It. Finally. Happened.
Pennsylvania Governor Tom Wolf closed the schools for the rest of the year. Two. More. Months. And the chances of summer camps and summer jobs for teens now seem pretty close to, say, winning the lottery. (Is there still a lottery? Is gambling an essential service?)
I really don’t know how we’re all going to make it through this quaran-teen. Here’s a recent conversation:
Teen #1: Dad, why are you guys going out so much! We’re not supposed to go out! You’re putting us all at risk!
Me: Because we still need to eat. I’m going out to get groceries.
After I return from the grocery store:
Teen #1: Where’s the microwave popcorn?
Teen #2: Don’t they have any of the good toilet paper?
Spouse: No White Cheddar Cheez-Its?
Teen #1: Dad, you got me two bottles of conditioner!
Me: Yes… so I don’t have to go out as often.
Teen #1: But Dad, I only sent you a picture of the conditioner bottle as an example. I also needed shampoo!
Me: I will go back tomorrow.
Teen #1: Dad! No! You’re going to get us all sick! Stop going outside! It's too risky!
We are truly in Bizzarro World now.
Here’s a sample of things I’ve done recently that I have never, ever done:
1) Visited my over-70 parents to drop off: four bottles of Rosé and two boxes of… Raisin Bran. Breakfast of Champions!
2) Made matzoh “crack.” What is this? you’re wondering. It’s when you coat four sheets of matzoh with two sticks of melted butter and then cover the whole deal with lots of sugar and chocolate chips and chill overnight in the fridge. It’s the only way matzoh is edible, and is very, very hard to stop eating (hence the nickname). Then you spend the next two days straining on the toilet.
3) Ran the “blockade” to Jersey to get liquor. (If you’re PA State Police, please stop reading here.) Pennsylvania has a State Store system, and the governor deemed liquor non-essential. (Yet, somehow, the beer distributors are open. You can figure this one out.) So, risking massive fines ($25/bottle), confiscation of purchases, and possible jail, I put on a wig (even longer than my real hair!) and fake mustache and drove to New Jersey.

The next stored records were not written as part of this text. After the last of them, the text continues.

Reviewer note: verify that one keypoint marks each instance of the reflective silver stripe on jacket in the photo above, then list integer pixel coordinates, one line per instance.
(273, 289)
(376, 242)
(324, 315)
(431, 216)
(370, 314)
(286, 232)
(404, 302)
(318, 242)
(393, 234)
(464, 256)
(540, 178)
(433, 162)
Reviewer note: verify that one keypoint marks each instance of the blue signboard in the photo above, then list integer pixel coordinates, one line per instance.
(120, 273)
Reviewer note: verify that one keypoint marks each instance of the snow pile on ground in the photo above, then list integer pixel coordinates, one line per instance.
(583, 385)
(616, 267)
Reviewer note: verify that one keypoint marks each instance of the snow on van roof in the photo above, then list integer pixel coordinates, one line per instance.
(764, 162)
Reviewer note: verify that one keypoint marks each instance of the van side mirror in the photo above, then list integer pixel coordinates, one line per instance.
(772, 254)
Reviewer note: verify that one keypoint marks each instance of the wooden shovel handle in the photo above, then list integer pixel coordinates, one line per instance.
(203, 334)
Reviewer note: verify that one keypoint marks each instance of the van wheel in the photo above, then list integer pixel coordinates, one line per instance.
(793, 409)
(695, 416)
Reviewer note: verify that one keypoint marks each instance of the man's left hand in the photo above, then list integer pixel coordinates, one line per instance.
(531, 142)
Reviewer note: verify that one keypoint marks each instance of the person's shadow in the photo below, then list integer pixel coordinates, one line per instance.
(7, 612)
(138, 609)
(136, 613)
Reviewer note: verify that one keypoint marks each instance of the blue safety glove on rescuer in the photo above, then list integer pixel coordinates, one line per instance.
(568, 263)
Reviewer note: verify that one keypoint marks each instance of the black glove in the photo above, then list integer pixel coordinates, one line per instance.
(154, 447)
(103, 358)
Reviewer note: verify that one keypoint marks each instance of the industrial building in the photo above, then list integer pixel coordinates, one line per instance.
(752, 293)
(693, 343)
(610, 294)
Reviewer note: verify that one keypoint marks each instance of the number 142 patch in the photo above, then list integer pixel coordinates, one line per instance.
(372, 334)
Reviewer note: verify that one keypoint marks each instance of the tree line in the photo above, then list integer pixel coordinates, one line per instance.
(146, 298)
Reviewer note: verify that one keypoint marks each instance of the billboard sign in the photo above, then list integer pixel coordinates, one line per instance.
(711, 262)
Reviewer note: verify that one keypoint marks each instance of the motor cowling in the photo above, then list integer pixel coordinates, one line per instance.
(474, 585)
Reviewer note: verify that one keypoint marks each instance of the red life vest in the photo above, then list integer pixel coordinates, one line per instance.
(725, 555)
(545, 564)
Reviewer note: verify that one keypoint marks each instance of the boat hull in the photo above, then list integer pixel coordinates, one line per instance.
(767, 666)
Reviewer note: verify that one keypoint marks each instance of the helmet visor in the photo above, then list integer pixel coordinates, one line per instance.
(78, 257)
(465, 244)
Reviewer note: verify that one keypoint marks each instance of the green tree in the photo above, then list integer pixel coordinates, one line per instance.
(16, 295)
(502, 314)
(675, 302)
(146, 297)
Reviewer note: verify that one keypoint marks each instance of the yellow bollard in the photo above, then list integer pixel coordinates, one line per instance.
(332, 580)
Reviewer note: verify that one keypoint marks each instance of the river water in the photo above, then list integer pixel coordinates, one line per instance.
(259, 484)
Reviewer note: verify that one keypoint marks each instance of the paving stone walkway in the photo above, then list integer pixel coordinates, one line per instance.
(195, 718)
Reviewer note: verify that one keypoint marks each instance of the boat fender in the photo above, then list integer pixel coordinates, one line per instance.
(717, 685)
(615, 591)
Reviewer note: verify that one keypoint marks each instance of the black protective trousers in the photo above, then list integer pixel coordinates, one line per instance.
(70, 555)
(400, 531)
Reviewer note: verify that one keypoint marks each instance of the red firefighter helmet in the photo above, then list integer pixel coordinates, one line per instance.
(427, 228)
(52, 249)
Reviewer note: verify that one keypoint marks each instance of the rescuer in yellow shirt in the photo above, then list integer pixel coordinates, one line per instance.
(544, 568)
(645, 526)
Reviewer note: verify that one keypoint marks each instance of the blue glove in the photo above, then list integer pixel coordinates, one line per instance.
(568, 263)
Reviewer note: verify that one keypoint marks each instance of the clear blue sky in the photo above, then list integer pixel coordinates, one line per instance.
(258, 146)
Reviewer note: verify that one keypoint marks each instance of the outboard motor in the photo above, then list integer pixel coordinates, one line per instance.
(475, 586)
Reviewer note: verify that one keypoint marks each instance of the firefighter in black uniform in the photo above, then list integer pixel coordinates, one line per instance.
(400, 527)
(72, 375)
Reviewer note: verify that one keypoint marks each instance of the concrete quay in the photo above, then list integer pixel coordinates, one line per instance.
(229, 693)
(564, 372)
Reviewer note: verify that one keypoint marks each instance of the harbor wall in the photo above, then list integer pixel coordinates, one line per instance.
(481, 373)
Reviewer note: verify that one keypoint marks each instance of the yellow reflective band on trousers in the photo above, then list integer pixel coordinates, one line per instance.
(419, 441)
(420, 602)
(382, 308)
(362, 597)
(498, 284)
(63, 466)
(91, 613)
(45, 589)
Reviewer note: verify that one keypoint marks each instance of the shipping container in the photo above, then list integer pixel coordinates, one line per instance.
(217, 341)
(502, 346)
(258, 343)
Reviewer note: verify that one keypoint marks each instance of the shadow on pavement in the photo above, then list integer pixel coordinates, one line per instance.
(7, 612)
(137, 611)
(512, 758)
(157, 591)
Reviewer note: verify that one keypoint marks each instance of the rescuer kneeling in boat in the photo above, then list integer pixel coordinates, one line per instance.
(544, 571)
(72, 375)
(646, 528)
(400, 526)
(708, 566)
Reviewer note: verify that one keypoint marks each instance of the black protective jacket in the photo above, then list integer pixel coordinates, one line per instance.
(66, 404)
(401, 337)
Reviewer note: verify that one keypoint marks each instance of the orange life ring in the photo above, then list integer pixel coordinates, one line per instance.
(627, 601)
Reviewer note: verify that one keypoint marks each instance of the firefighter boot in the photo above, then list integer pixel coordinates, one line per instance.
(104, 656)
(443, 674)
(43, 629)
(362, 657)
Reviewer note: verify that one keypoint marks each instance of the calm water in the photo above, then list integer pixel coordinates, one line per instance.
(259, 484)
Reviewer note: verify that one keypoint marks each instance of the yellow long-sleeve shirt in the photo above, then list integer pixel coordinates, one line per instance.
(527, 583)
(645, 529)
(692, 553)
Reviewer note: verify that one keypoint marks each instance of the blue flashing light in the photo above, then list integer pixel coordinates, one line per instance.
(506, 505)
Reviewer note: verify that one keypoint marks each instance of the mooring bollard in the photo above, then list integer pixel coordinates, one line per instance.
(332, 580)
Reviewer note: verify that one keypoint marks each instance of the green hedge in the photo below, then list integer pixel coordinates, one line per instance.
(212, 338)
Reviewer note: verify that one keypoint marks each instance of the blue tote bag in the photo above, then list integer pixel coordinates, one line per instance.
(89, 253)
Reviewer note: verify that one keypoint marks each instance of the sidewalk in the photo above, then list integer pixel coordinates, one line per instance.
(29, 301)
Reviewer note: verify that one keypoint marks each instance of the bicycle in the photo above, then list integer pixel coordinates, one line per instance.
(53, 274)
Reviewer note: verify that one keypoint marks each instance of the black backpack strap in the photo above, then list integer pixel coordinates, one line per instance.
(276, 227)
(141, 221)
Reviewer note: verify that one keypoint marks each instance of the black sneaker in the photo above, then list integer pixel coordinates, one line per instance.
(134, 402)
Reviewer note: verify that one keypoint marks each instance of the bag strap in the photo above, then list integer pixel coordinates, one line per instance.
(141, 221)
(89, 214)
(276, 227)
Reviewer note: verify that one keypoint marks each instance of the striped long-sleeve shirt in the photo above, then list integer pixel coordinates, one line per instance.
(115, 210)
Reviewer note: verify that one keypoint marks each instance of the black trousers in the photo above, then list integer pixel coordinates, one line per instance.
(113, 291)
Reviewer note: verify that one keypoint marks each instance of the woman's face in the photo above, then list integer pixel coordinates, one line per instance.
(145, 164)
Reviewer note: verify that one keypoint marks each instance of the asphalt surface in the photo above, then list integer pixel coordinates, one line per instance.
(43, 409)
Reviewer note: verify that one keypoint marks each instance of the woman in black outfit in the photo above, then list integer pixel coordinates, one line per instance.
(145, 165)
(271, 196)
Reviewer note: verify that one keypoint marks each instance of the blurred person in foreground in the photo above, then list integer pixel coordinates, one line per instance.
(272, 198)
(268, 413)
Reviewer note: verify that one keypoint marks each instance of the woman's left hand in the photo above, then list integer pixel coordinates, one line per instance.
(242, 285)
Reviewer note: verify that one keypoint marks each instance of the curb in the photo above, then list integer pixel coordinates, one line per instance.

The liquor store not only required a mask to enter, but had hand sanitizer stations set up to enter and exit. All employees were masked. Plexiglass in front of the cashiers. If only we could protect our supermarket workers like this! Meanwhile, I had the fingerless driving gloves and the nitrous system in the car all ready to go, expecting some Cannonball Run-esque race back home where I had to outrun five cops, sirens wailing, and make it over the bridge. Turns out, smuggling liquor during a pandemic is surprisingly serene.
Governor Wolf, I’m begging you: Please, please re-open the State Stores so I can pay more for a terrible selection. Please.